VIII.B. Recommendations for future research and improvements:

  • The activity calibration of 90Y microspheres needs to be put on equal footing with other brachytherapy sources. The manufacturers of 90Y microspheres should work with NIST or other national standards laboratories and the ADCL system to create a NIST traceable activity standard that can be transferred to the users independent of the manufacturer.

  • Once users of 90Y microspheres have an ADCL system to provide calibration services, the users should adopt the same 2 yr calibration cycle as used for other brachytherapy activity standard verifications.

  • Research into dose calculation models and the required physical data should be supported for 90Y microspheres with an eventual goal of inclusion in the Radiological Physics Center (RPC) Brachytherapy Source Registry.

  • Use of 99mTc MAA scans in SPECT/CT systems, with voxel-based dose calculation methods (stochastic Monte Carlo and deterministic methods), is recommended for development of liver, tumor, and lung dose distribution data.

  • Collect and aggregate patient dose response data, for tumor and normal tissue, to support the future development of NTCP and TCP models. Replace the MIRD-based, BSA, or other empirically prescribed activity methods with careful 3D dose distribution and dose-volume histogram treatment planning.
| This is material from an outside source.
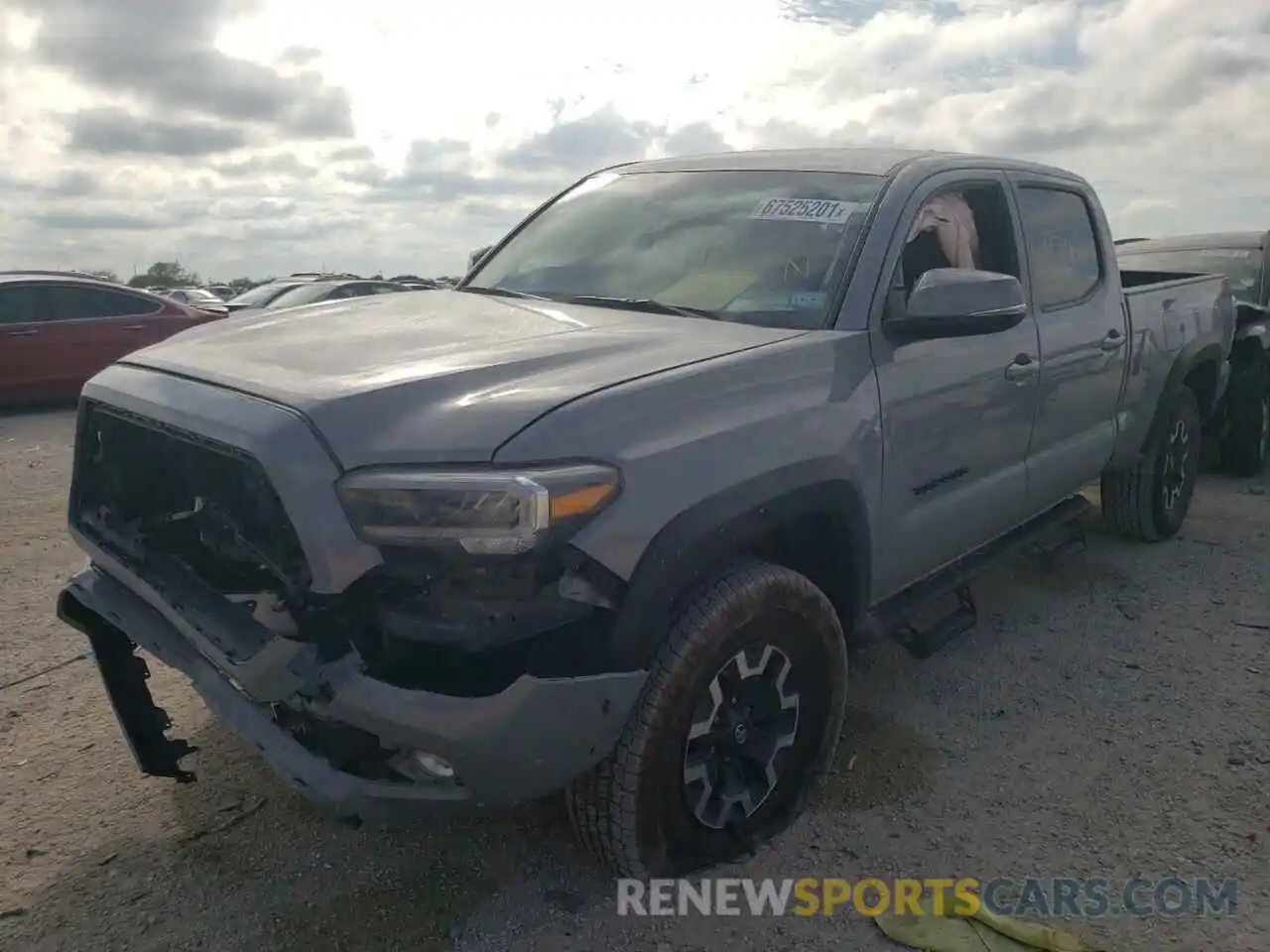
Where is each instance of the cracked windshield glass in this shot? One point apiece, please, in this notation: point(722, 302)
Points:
point(748, 246)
  • At some research institutions, patients receive multiple microsphere brachytherapy treatments or microsphere brachytherapy in addition to external beam treatments or other radioisotope treatments. Careful 3D dose distribution and dose-volume histogram analysis should be applied to these cases to determine the parameters within which multiple therapies can be safely and effectively delivered.

  • Implement image-based heterogeneous dose calculations to better account for bone-tissue–lung interfaces and density differences.

  • As 3D dosimetry becomes more developed, biological effective dose (BED) and equivalent uniform dose (EUD) models should be utilized for comparison to external beam based liver dosimetry.

ACKNOWLEDGMENTS

The co-authors would like to acknowledge the contributions of Bonnie Hamilton, Nordion Inc., and Steve Jones, Sirtex Medical Limited. They have provided information about the commercially available radioactive microsphere products throughout the writing of this report. The following co-authors have conflict of interest statements: WD has received honoraria from Sirtex Medical. AK is a consultant to and has received honoraria and research grants from Sirtex Medical. RS is a consultant for Nordion and Sirtex Medical.